70歳定年時代到来で「死ぬまで社畜になる人・ならない人」の分岐点

日本人の働き方を変える法案が審議中
山崎 俊輔 プロフィール

「65歳の社畜」になりたくないならば…

飼い慣らされた家畜のように会社に使えている人のことをネットのスラングでは「社畜」といいます。

あなたが社畜かどうか試されるときが65歳のときにやってきます。それは「カネも足りないので仕方なく70歳まで働く」かどうかが決まるからです。

〔photo〕iStock

定年が何歳だろうと、継続雇用が何歳だろうと、私たちはいつでも辞表を出して会社を辞めることができます。しかし、経済的な当てがないのに辞めるのはいけません。

言い換えれば、経済的なメドがたつのであれば65歳を過ぎれば会社を辞めることができます。公的年金は65歳支給という標準的な受給開始年齢について変更をしないからです。

自民党税調の人生100年時代戦略本部のとりまとめでは「支給開始年齢の引上げは行わない」と明言していますし、政府官邸に置かれている全世代型社会保障検討会議では、「70歳までの就業機会の確保に伴い、現在65歳からとなっている年金支給開始年齢の引き上げは行わない」と明記しています。

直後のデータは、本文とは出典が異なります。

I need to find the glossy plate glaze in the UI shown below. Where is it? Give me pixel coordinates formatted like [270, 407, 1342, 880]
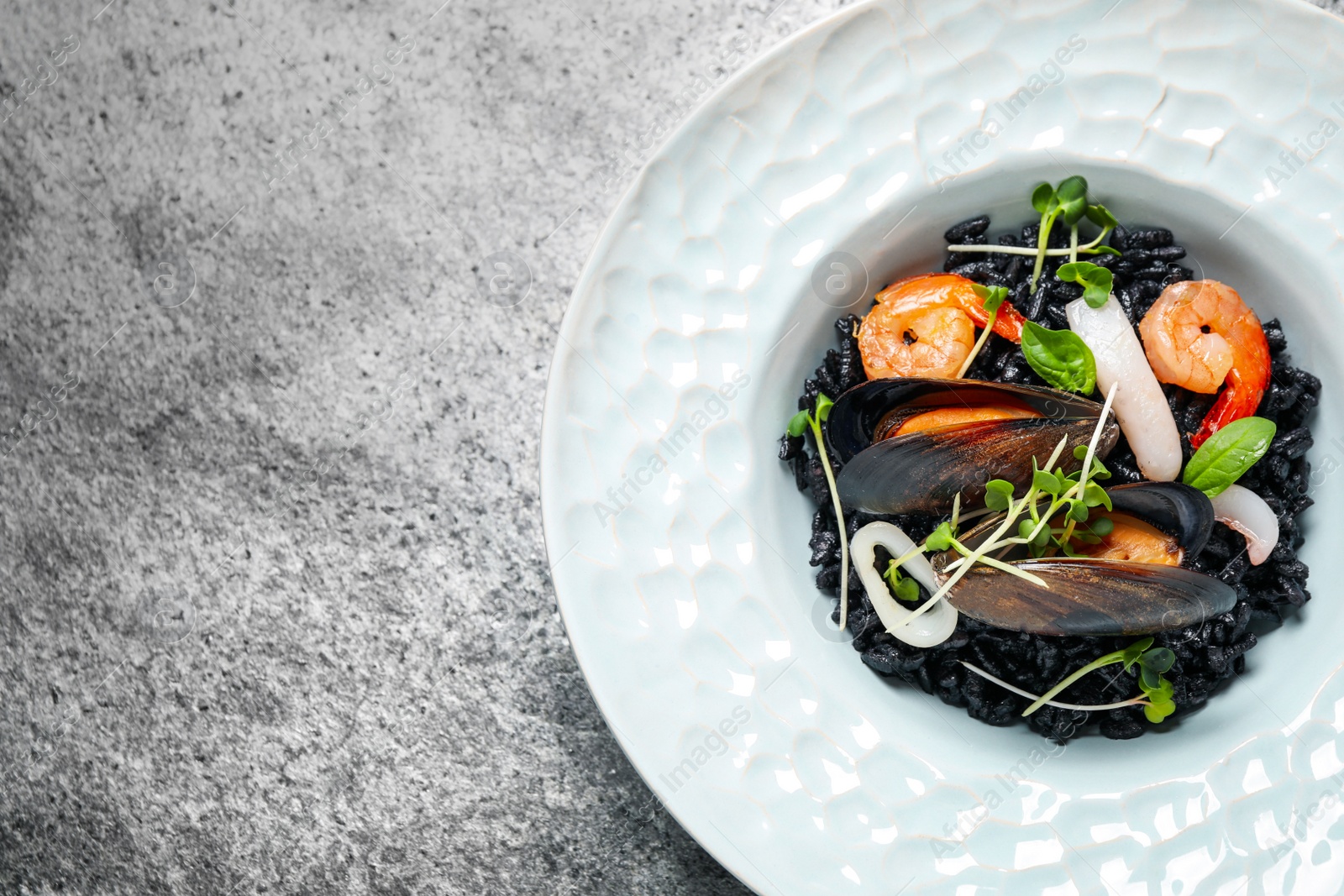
[542, 0, 1344, 896]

ここは誤解が多いところです。今65歳からもらえる年金を70歳まで無年金にするから、70歳雇用社会に切り替えるわけではないのです。

 

今まで、年金がもらえないから65歳まで働くのは仕方がない、と私たちは継続雇用について受け止めてきました。だから低賃金でもしょうがない、と考えていたわけです。

しかし、70歳まで働ける社会では違った見方をする必要があります。

私たちは「仕事の働きがい」「自分の健康や生きがい」「老後の経済的基盤の確保」のバランスの中で、65歳以降をどうするか考える時代がやってくるのです。